These are a series of conventions (to follow) and anti-patterns (to avoid) for writing Python application code. They are intended to be an aid to code-review in that common comments can reference a single detailed explanation.
- Make function signatures explicit
- Import modules, not objects
- Favour singular nouns for class names
- Name private things with a leading underscore
- Avoid naming collisions with a trailing underscore
- Convenience imports
- Application logic in interface layer
- Catching exceptions
- Don't do nothing silently
- Docstrings
- Docstrings vs comments
- Prefer American English for naming things
- Timeouts for HTTP requests
- Use immutable types when modification is not required
- Favour attrs over dataclasses
Specify all the parameters you expect your function to take whenever possible.
Avoid *args
and **kwargs
(otherwise known as
var-positional and var-keyword parameters)
without good reason. Code with loosely defined function signatures can be
difficult to work with, as it's unclear what variables are entering the
function.
def do_something(**kwargs): # Don't do this
...
Be explicit instead:
def do_something(foo: int, bar: str):
...
This includes functions that wrap lower level functionality, such as model creation methods:
class MyModel(models.Model):
...
@classmethod
def new(cls, **kwargs): # Don't do this.
return cls.objects.create(**kwargs)
Instead, do this:
class MyModel(models.Model):
...
@classmethod
def new(cls, foo: int, bar: str):
return cls.objects.create(foo=foo, bar=bar)
Of course, there are plenty of good use cases for **kwargs
, such as making
Celery tasks backward compatible, or in class based views, but they come with a
cost, so use them sparingly.
A particularly tempting use of **kwargs
is when a function is passing a large
number of parameters around, for example:
def main():
do_something(
one=1, two=2, three=3, four=4, five=5, six=6, seven=7, eight=8, nine=9, ten=10
)
def do_something(**kwargs): # Don't do this.
_validate(**kwargs)
_execute(**kwargs)
This isn't a good use of dynamic parameters, as it makes the code even harder to work with.

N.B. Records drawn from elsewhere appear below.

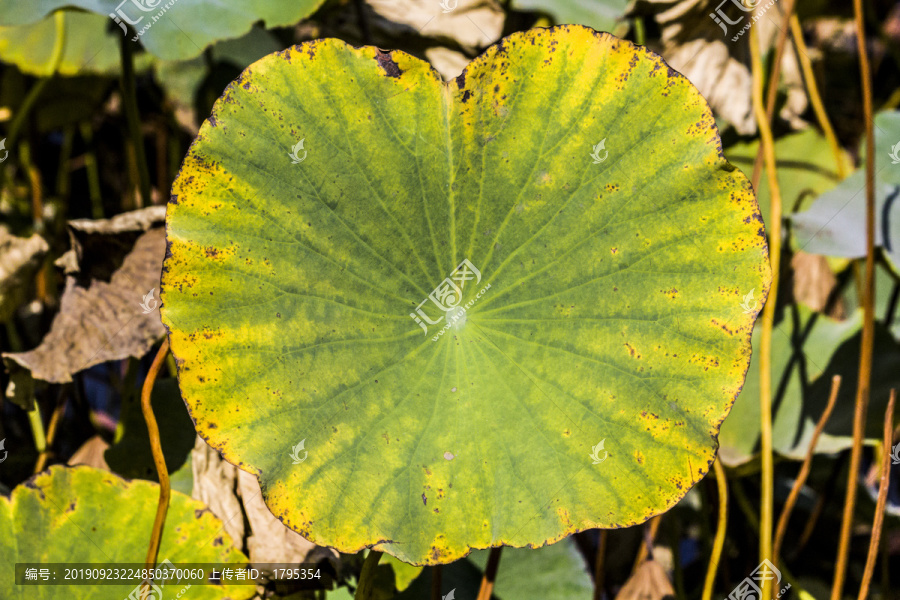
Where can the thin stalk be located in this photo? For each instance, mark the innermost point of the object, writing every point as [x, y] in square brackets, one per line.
[437, 582]
[815, 99]
[64, 170]
[804, 470]
[37, 428]
[868, 303]
[639, 34]
[767, 143]
[772, 90]
[882, 498]
[37, 215]
[90, 167]
[133, 118]
[59, 46]
[719, 543]
[51, 432]
[490, 574]
[158, 457]
[646, 549]
[599, 564]
[365, 589]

At a minimum, specify the parameters explicitly. However, many parameterized functions are a smell, so you could also consider fixing the underlying problem through refactoring. One option is the Introduce Parameter Object technique, which introduces a dedicated class to pass the data.
Usually, you should import modules rather than their objects. Instead of:
from django.http import HttpResponse, HttpResponseRedirect, HttpResponseBadRequest
from django.shortcuts import render, get_object_or_404
prefer:
from django import http, shortcuts
This keeps the module namespace cleaner and less likely to have accidental collisions. It also usually makes the module more concise and readable.
Further, it fosters writing simpler isolated unit tests in that import modules
works well with mock.patch.object
to fake/stub/mock direct collaborators of
the system-under-test. Using the more general mock.patch
often leads to
accidental integration tests as an indirect collaborator (several calls away) is
patched.
E.g.:
import mock
from somepackage import somemodule
@mock.patch.object(somemodule, "collaborator")
def test_a_single_unit(collaborator):
somemodule.somefunction(1)
collaborator.assert_called_with(value=1)
Remember, in the long term, slow integration tests will rot your test suite. Fast isolated unit tests keep things healthy.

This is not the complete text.